= Arthur Rutledge (trade unionist) =

Arthur Abraham Rutledge (January 2, 1907–September 1997) was an American trade unionist.

== Early life ==
Rutledge was born Avrom Rotlieder in Lublin, Poland on January 2, 1907. He moved to the United States in 1913, where he changed his name to Arthur Rutledge. When he was 14 years old he became a cabin boy on a ship that sailed between Seattle and Alaska. In 1934 he stowed away on a ship and came to Hawaii after seeing a painting of the islands in a Seattle bar. He was sent back to Seattle to pay a $500 fine for bootlegging, but returned to Hawaii after paying his fine in 1938.

== Career ==
In 1939 Rutledge became the chief officer of the Local 5, a healthcare and hospitality union. He also worked as a bartender, and led his first successful strike in 1941. He later also headed the local Teamsters chapter. After World War II he unsuccessfully ran for office. In the 1950s Rutledge was nearly deported because he had illegally immigrated to the United States, but was allowed to remain after Hawaii businessmen spoke out on his behalf and he was pardoned by Oren Long. He became a citizen in 1960.

Rutledge founded Unity House, a nonprofit organization that supports Hawaii's workers, in 1951. Rutledge opened the Waikiki Marina in the 1970s.

Richard Tam was elected head of the Local 5 in 1978, replacing Rutledge.
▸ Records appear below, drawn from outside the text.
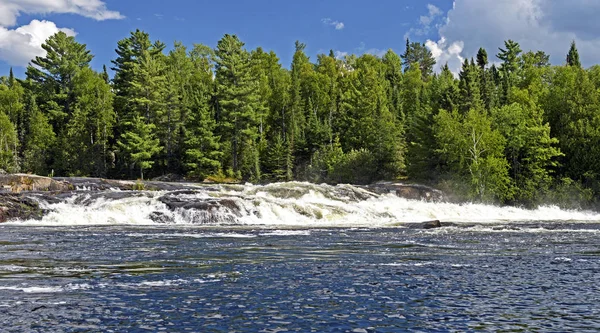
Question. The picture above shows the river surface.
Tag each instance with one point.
(509, 276)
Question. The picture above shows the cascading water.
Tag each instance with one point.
(291, 204)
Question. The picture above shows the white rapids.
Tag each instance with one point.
(292, 204)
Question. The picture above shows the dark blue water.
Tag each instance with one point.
(523, 278)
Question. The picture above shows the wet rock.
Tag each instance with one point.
(159, 217)
(170, 177)
(22, 182)
(18, 207)
(408, 191)
(425, 225)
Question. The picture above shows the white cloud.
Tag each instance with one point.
(425, 21)
(445, 53)
(543, 25)
(337, 24)
(376, 52)
(433, 13)
(95, 9)
(19, 46)
(340, 54)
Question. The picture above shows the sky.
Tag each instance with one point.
(452, 30)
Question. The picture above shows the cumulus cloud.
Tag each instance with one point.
(425, 22)
(340, 54)
(95, 9)
(336, 24)
(376, 52)
(18, 46)
(433, 13)
(543, 25)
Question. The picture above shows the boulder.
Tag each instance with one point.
(425, 225)
(18, 207)
(408, 191)
(17, 183)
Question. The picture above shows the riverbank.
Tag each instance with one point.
(28, 197)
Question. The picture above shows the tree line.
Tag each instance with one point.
(517, 131)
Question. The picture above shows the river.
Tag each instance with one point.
(107, 265)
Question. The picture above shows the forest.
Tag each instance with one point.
(512, 129)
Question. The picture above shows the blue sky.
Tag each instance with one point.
(274, 25)
(452, 30)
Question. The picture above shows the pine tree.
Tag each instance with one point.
(52, 76)
(139, 145)
(469, 87)
(482, 60)
(90, 128)
(238, 100)
(39, 138)
(573, 56)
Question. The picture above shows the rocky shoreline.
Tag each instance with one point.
(21, 195)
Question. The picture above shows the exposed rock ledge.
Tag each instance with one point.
(19, 194)
(408, 191)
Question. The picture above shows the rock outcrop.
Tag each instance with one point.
(408, 191)
(17, 183)
(18, 207)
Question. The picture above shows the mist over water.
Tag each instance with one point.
(290, 204)
(296, 257)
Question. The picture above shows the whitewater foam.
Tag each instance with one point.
(285, 204)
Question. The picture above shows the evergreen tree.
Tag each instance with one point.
(474, 153)
(573, 56)
(39, 139)
(237, 95)
(52, 76)
(139, 145)
(89, 130)
(202, 154)
(469, 87)
(482, 60)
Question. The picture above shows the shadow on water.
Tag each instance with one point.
(490, 278)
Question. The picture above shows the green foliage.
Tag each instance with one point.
(573, 56)
(8, 145)
(139, 145)
(473, 150)
(238, 104)
(524, 133)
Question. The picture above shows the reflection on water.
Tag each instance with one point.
(522, 277)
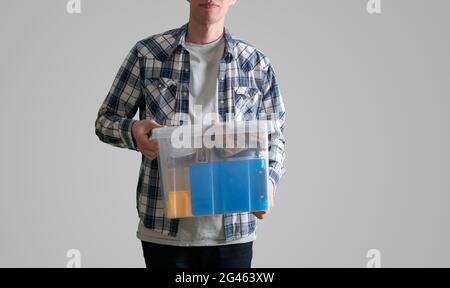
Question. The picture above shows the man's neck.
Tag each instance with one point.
(203, 34)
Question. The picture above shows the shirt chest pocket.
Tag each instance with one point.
(246, 100)
(161, 98)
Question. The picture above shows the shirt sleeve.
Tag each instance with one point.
(272, 109)
(115, 116)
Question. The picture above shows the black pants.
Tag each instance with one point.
(226, 256)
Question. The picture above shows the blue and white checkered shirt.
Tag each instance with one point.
(154, 79)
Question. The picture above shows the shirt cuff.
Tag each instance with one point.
(127, 134)
(275, 177)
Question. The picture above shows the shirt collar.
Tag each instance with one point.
(180, 39)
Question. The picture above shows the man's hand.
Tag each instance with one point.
(141, 130)
(262, 214)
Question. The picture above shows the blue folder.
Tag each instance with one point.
(229, 187)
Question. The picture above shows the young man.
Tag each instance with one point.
(165, 75)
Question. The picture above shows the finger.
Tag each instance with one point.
(155, 124)
(150, 145)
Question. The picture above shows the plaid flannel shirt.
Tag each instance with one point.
(154, 79)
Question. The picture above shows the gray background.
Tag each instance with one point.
(367, 98)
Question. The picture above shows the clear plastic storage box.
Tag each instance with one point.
(211, 170)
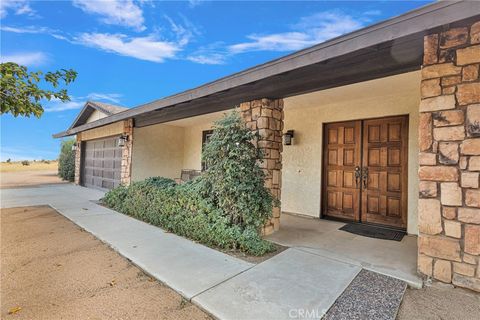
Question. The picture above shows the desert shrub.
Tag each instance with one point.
(235, 182)
(225, 207)
(66, 160)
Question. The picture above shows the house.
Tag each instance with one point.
(385, 127)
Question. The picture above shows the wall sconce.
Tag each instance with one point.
(122, 140)
(288, 138)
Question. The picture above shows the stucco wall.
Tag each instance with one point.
(301, 173)
(192, 152)
(96, 115)
(157, 151)
(101, 132)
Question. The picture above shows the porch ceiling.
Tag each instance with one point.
(387, 48)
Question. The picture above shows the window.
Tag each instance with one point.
(206, 135)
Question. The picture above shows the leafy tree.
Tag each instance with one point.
(21, 94)
(234, 181)
(66, 160)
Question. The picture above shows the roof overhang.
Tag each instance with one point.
(86, 112)
(383, 49)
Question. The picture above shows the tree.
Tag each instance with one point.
(21, 94)
(66, 160)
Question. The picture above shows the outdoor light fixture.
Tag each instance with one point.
(122, 140)
(288, 138)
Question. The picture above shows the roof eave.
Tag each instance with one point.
(420, 20)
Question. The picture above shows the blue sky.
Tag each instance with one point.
(132, 52)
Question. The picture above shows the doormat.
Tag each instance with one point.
(369, 296)
(373, 232)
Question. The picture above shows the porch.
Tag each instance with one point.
(397, 259)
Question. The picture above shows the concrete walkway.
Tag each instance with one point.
(285, 286)
(397, 259)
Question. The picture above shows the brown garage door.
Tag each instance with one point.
(101, 163)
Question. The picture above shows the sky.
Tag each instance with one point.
(131, 52)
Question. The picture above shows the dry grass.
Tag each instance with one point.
(33, 166)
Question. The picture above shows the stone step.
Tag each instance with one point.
(370, 295)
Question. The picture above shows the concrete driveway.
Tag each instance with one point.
(225, 286)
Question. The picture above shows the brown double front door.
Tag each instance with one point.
(365, 171)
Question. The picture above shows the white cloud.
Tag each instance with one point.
(208, 58)
(111, 97)
(56, 105)
(116, 12)
(147, 48)
(27, 58)
(194, 3)
(308, 31)
(372, 13)
(18, 7)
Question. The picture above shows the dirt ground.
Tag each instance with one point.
(51, 269)
(440, 301)
(32, 166)
(15, 179)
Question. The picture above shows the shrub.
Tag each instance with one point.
(225, 207)
(66, 160)
(235, 182)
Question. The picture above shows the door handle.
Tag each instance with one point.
(365, 177)
(358, 176)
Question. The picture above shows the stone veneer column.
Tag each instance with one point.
(449, 205)
(126, 166)
(78, 157)
(265, 116)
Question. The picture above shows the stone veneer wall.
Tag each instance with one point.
(266, 117)
(449, 205)
(78, 157)
(126, 165)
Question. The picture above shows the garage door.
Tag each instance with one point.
(101, 163)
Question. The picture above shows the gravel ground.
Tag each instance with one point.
(51, 269)
(369, 296)
(440, 301)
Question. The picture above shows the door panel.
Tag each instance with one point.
(342, 153)
(384, 194)
(101, 164)
(379, 147)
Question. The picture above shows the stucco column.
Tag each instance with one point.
(449, 205)
(126, 166)
(265, 116)
(78, 157)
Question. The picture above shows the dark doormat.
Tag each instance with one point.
(373, 232)
(369, 296)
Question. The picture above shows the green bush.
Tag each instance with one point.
(225, 207)
(66, 160)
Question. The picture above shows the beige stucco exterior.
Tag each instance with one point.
(165, 149)
(157, 151)
(306, 114)
(96, 115)
(101, 132)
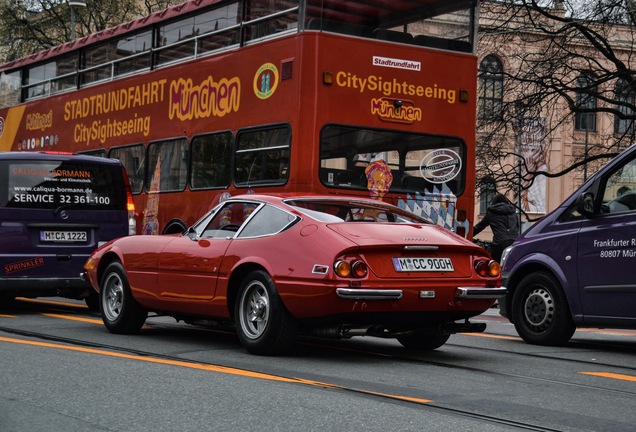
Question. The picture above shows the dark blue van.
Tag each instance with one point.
(576, 267)
(55, 209)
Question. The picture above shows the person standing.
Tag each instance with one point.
(502, 218)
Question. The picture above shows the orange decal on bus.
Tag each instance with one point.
(210, 98)
(387, 110)
(37, 121)
(113, 101)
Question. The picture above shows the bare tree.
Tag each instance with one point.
(29, 26)
(566, 62)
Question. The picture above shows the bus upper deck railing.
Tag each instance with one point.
(272, 25)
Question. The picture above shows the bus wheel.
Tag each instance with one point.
(120, 311)
(263, 324)
(423, 342)
(540, 311)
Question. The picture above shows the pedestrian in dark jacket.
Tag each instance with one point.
(502, 218)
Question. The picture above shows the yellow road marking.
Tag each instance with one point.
(73, 318)
(491, 336)
(206, 367)
(621, 377)
(59, 303)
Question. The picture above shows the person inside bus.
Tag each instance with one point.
(502, 218)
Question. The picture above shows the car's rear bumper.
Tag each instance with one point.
(37, 287)
(397, 294)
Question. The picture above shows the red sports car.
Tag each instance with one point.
(321, 265)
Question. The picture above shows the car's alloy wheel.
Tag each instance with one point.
(263, 324)
(120, 311)
(540, 311)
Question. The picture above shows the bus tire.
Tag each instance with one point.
(423, 342)
(120, 311)
(540, 311)
(263, 324)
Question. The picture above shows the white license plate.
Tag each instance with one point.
(422, 264)
(63, 236)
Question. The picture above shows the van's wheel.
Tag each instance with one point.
(540, 311)
(120, 311)
(263, 324)
(423, 342)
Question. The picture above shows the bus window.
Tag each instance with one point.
(134, 160)
(418, 163)
(265, 18)
(262, 156)
(167, 165)
(211, 161)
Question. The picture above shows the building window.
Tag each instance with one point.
(625, 96)
(487, 191)
(490, 89)
(584, 119)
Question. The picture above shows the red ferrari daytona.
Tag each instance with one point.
(277, 266)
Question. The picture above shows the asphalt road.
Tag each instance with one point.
(62, 371)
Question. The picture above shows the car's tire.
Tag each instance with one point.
(120, 311)
(540, 311)
(423, 342)
(92, 301)
(263, 324)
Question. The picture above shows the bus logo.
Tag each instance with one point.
(265, 81)
(440, 166)
(396, 111)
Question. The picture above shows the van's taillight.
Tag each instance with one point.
(130, 206)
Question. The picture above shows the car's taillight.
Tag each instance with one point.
(487, 268)
(130, 206)
(356, 268)
(359, 269)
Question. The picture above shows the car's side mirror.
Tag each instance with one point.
(586, 204)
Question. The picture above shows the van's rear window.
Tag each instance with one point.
(61, 185)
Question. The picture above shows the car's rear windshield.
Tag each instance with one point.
(61, 184)
(352, 211)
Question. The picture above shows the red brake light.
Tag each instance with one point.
(359, 269)
(356, 268)
(342, 268)
(487, 268)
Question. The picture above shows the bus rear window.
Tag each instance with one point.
(412, 162)
(32, 184)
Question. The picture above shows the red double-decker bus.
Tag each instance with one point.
(214, 98)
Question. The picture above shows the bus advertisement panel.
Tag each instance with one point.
(300, 96)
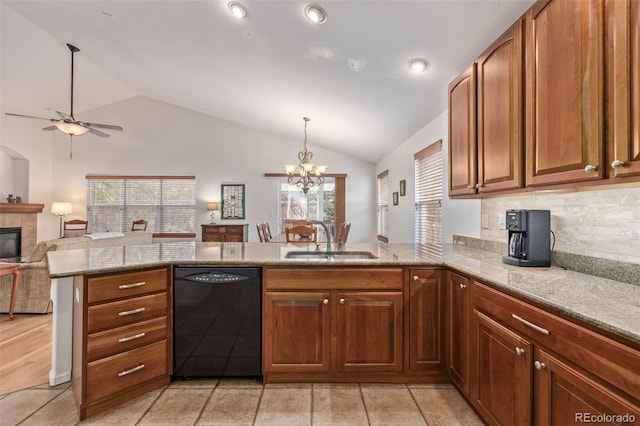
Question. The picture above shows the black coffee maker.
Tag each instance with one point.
(529, 238)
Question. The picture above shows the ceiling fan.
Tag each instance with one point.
(67, 123)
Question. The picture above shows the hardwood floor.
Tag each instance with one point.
(25, 351)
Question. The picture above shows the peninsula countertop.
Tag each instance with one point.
(610, 305)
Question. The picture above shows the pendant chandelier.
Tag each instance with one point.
(306, 174)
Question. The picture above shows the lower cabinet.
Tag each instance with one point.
(332, 332)
(532, 367)
(457, 329)
(352, 324)
(122, 341)
(502, 381)
(426, 320)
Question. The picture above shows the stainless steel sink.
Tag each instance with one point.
(330, 255)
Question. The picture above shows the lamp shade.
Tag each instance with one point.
(61, 208)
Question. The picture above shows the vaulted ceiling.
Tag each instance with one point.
(350, 75)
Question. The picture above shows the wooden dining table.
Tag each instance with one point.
(6, 269)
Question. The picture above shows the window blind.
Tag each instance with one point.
(166, 202)
(383, 206)
(428, 198)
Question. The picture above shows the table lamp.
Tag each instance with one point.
(60, 208)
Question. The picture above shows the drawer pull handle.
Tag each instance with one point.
(126, 339)
(133, 370)
(539, 365)
(132, 285)
(531, 325)
(131, 312)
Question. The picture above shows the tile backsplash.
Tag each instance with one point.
(601, 223)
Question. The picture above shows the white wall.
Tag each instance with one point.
(460, 217)
(162, 139)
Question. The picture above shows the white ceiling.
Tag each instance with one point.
(349, 75)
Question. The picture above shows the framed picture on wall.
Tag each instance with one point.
(232, 201)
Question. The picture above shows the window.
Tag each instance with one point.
(428, 205)
(166, 202)
(317, 204)
(383, 206)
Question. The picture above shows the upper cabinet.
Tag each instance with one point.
(564, 92)
(553, 102)
(500, 104)
(623, 87)
(462, 133)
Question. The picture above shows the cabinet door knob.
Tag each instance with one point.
(539, 365)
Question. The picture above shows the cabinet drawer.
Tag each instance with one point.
(110, 375)
(124, 338)
(333, 279)
(612, 361)
(126, 285)
(114, 314)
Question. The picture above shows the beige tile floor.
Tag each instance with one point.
(246, 402)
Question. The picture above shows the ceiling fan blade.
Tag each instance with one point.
(97, 132)
(31, 116)
(101, 126)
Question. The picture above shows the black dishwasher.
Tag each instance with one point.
(217, 321)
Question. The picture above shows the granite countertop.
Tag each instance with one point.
(610, 305)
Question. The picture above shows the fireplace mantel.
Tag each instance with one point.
(21, 208)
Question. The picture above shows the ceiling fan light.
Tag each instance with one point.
(237, 9)
(418, 65)
(315, 14)
(71, 128)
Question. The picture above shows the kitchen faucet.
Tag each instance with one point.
(326, 231)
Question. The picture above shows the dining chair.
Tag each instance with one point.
(260, 230)
(139, 225)
(301, 233)
(75, 228)
(267, 231)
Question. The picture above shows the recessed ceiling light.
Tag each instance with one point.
(315, 14)
(418, 65)
(237, 9)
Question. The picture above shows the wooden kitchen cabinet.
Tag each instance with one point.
(463, 134)
(623, 87)
(369, 331)
(530, 366)
(122, 341)
(564, 108)
(426, 322)
(225, 233)
(457, 321)
(501, 391)
(297, 332)
(565, 396)
(332, 323)
(500, 119)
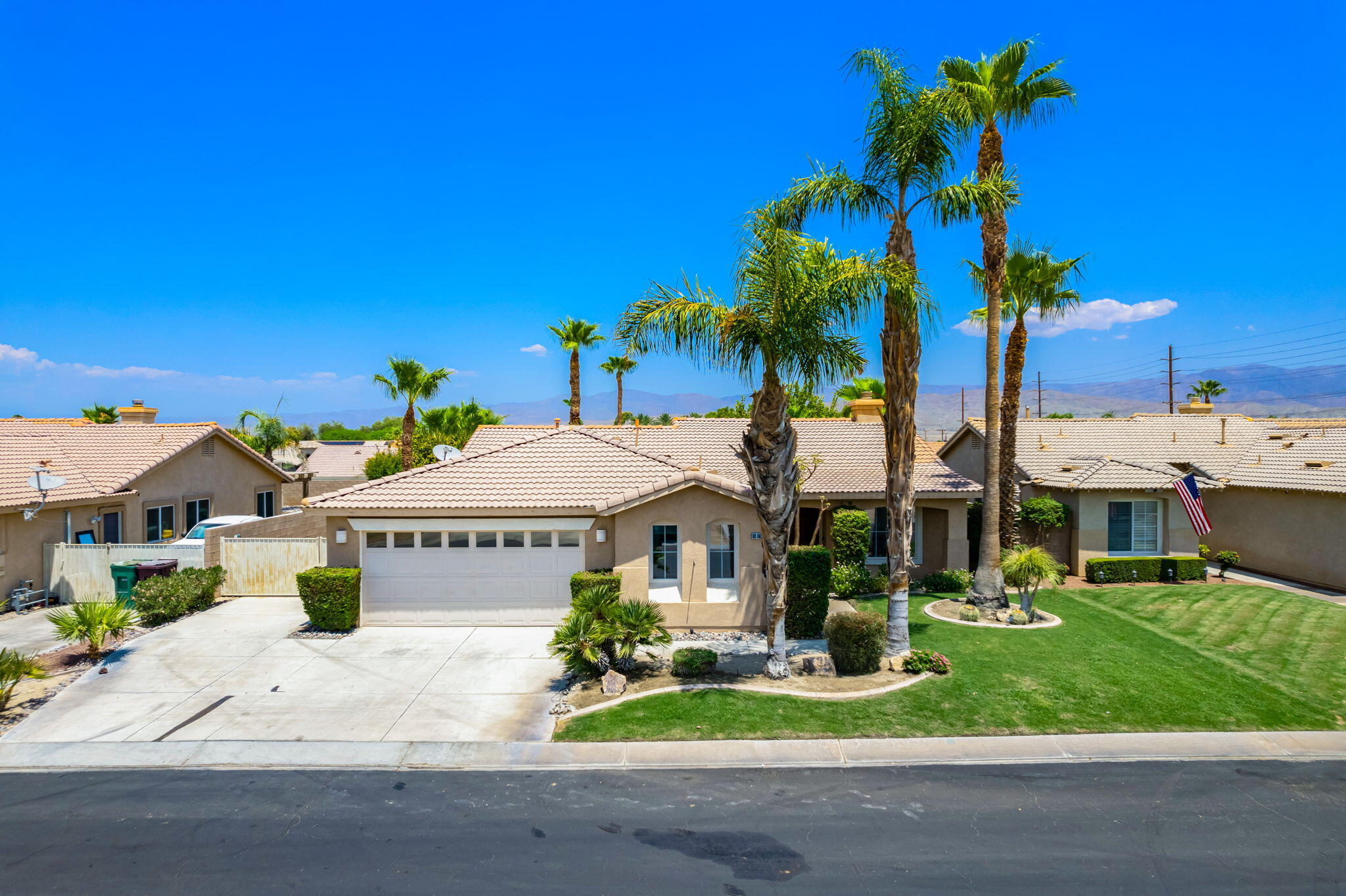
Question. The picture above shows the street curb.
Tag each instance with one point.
(638, 755)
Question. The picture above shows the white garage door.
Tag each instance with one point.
(469, 577)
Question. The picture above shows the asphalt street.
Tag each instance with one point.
(1081, 828)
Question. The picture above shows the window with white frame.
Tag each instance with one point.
(664, 552)
(719, 552)
(159, 522)
(1132, 527)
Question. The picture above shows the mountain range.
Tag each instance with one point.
(1257, 390)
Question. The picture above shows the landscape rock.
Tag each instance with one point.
(614, 684)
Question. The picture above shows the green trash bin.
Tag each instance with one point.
(124, 576)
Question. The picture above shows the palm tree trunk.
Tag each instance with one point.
(575, 388)
(408, 428)
(768, 453)
(988, 587)
(1015, 353)
(901, 351)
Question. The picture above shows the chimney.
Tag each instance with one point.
(866, 408)
(137, 413)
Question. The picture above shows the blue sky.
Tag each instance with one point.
(210, 206)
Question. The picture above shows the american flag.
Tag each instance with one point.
(1192, 502)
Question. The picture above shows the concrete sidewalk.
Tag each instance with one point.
(746, 753)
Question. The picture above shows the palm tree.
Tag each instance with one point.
(411, 382)
(1034, 280)
(575, 335)
(856, 389)
(985, 96)
(795, 300)
(1205, 390)
(618, 367)
(909, 160)
(455, 424)
(101, 413)
(268, 435)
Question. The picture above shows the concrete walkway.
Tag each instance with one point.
(232, 675)
(745, 753)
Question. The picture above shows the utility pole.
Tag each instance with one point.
(1170, 378)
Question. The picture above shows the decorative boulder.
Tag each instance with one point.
(614, 683)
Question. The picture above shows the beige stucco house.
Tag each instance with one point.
(131, 482)
(494, 536)
(1275, 490)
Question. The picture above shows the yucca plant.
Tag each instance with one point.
(1027, 568)
(628, 626)
(93, 622)
(15, 667)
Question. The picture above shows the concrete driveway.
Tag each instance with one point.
(232, 675)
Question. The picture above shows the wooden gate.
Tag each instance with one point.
(267, 567)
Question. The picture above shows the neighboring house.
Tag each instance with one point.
(326, 466)
(131, 482)
(1265, 499)
(494, 536)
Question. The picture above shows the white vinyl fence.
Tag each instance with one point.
(267, 567)
(81, 572)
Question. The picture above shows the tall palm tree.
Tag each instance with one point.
(795, 300)
(574, 335)
(618, 367)
(1034, 280)
(101, 413)
(1205, 390)
(985, 96)
(909, 159)
(409, 381)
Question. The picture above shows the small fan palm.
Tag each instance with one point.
(14, 667)
(93, 622)
(1027, 568)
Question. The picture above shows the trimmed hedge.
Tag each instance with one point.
(594, 579)
(330, 596)
(856, 642)
(1112, 570)
(808, 584)
(851, 537)
(693, 661)
(162, 599)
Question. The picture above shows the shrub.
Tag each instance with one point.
(330, 596)
(693, 661)
(1113, 570)
(160, 599)
(856, 642)
(808, 584)
(594, 577)
(1044, 513)
(851, 580)
(14, 667)
(851, 537)
(919, 661)
(946, 581)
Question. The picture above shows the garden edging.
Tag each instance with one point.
(814, 694)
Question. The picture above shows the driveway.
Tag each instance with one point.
(232, 675)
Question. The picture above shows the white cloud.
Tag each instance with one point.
(1100, 314)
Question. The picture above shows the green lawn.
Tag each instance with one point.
(1146, 658)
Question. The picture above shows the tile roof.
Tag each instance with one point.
(571, 468)
(852, 454)
(95, 459)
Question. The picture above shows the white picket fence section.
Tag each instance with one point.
(267, 567)
(81, 572)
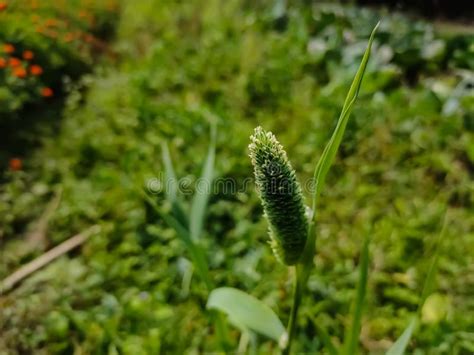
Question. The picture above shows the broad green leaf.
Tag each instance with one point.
(203, 190)
(171, 186)
(353, 332)
(247, 313)
(399, 347)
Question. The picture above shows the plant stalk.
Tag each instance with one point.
(297, 297)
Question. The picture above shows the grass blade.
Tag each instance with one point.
(331, 148)
(353, 332)
(171, 187)
(329, 153)
(203, 190)
(196, 252)
(325, 338)
(400, 345)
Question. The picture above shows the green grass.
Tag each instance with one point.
(407, 155)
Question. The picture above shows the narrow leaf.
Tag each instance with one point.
(353, 332)
(203, 190)
(247, 313)
(325, 338)
(330, 151)
(171, 186)
(399, 347)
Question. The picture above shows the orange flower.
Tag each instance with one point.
(14, 62)
(51, 22)
(20, 72)
(8, 48)
(28, 55)
(15, 164)
(69, 37)
(46, 92)
(36, 70)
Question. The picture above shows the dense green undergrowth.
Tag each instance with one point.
(406, 159)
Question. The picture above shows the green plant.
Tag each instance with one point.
(293, 237)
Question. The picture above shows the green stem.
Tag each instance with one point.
(297, 297)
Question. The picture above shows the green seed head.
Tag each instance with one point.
(281, 196)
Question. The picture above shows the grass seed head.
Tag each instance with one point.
(281, 196)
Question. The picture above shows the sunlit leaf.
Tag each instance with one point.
(353, 332)
(247, 313)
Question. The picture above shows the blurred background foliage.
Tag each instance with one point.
(406, 159)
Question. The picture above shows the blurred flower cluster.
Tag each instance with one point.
(44, 42)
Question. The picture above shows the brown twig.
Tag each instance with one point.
(36, 264)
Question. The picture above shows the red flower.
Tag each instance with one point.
(36, 70)
(20, 72)
(15, 164)
(8, 48)
(28, 55)
(14, 62)
(46, 92)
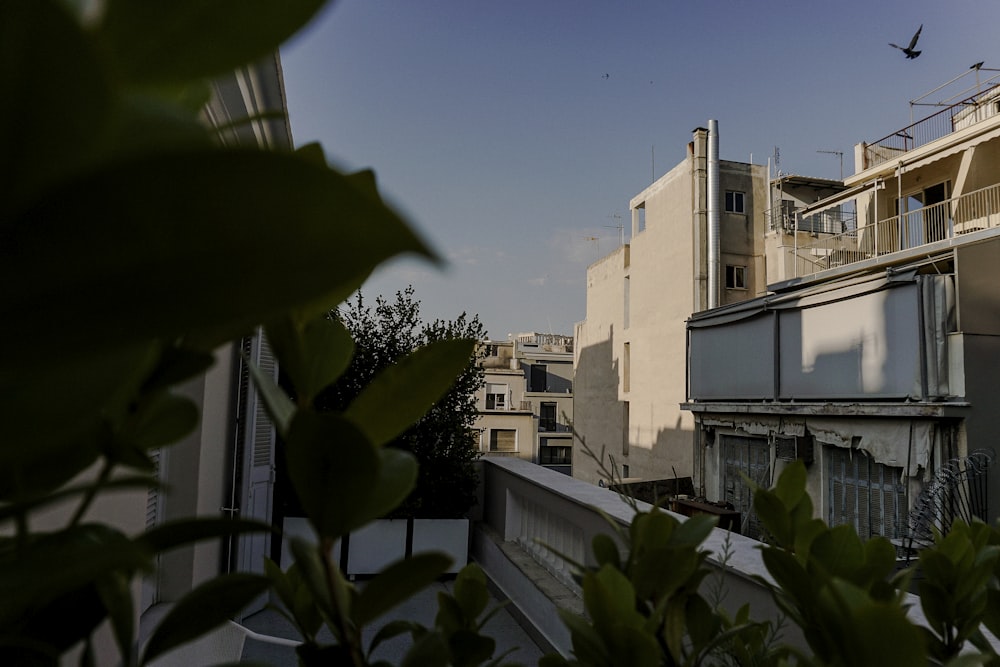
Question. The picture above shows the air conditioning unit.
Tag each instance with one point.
(792, 447)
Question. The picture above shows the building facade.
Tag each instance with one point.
(526, 403)
(696, 241)
(873, 363)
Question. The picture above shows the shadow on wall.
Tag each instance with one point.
(598, 413)
(611, 427)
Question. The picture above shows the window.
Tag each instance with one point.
(496, 396)
(865, 494)
(539, 378)
(736, 277)
(743, 457)
(734, 202)
(503, 440)
(625, 428)
(547, 417)
(559, 454)
(628, 298)
(627, 368)
(639, 219)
In 1980 Rutledge was accused of murder, but the charge was later acquitted when a witness testified that he had lied to the police. Rutledge was then summoned to Washington DC in 1982 as part of an investigation of the relationship between the unions he led and organized crime. A Senate report concluded that organized crime had a "substantial influence" over the Local 5. Tam also filed several suits against Rutledge regarding Unity House's finances during this period. No longer head of the Local 5, Rutledge turned his focus to expanding the Teamster's union.

Rutledge's son Tony became head of the Local 5 in 1986, and took control of Unity House in 1990. Art Rutledge died in 1997.